I define the auxiliary function $p_n$ as the probability of winning with $n$ numbers if you choose ideally. I also assume that each number is equally likely to be correct. (This is not true in real life: for example, people rarely choose multiples of ten because they don't seem "random.")

With this function we can break $p_{n,k}$ into three mutually exclusive events:

  • You guess the correct number. This happens with probability $1/n$ (and in this case you win with probability $1$.
  • You guess high. This happens with probability $(k-1)/n$. Your opponent goes next, and since there are $k-1$ numbers left he has a probability to win of $p_{k-1}$; your probability of winning in this scenario is therefore $1-p_{k-1}$.
  • You guess low. The reasoning is the same as above, except there are $n-k$ numbers remaining so the probability of this event is $(n-k)/n$ and your probability of winning is $1-p_{n-k}$.

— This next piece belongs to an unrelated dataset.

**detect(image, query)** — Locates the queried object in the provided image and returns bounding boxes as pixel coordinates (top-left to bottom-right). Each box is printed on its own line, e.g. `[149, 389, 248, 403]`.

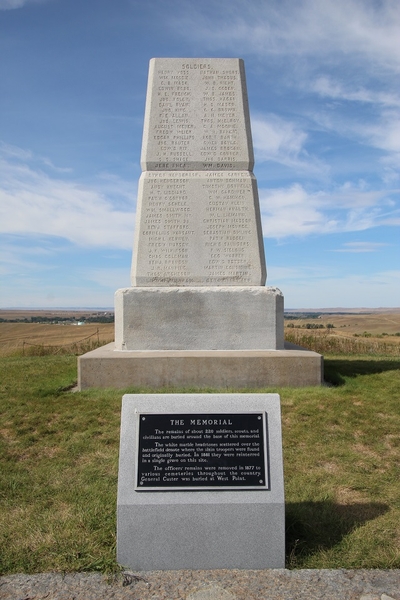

Therefore the total probability is just:

$$ p_{n,k} = \frac 1 n + \frac{k-1} n (1-p_{k-1}) + \frac{n-k} n (1-p_{n-k}) $$

We can also write the winning probability for the ideal strategy:

$$ p_n = \max_{k\in[1,n]}p_{k,n} $$

The base case is $p_1=1$ (If there is only one number left, you win). The case $p_0=0$ in the code is not strictly necessary, as that case only contributes with probability $0$.


Running this program, I found that there are three different cases:

  1. $n$ is even: $p_{n,k}=1/2$
  2. $n$ is odd, $k$ is even: $p_{n,k}=(n-1)/2n$
  3. $n$ is odd, $k$ is odd: $p_{n,k}=(n+1)/2n$

If this is true, it follows that $p_n=1/2$ for even $n$ and $(n+1)/2n$ for odd $n$.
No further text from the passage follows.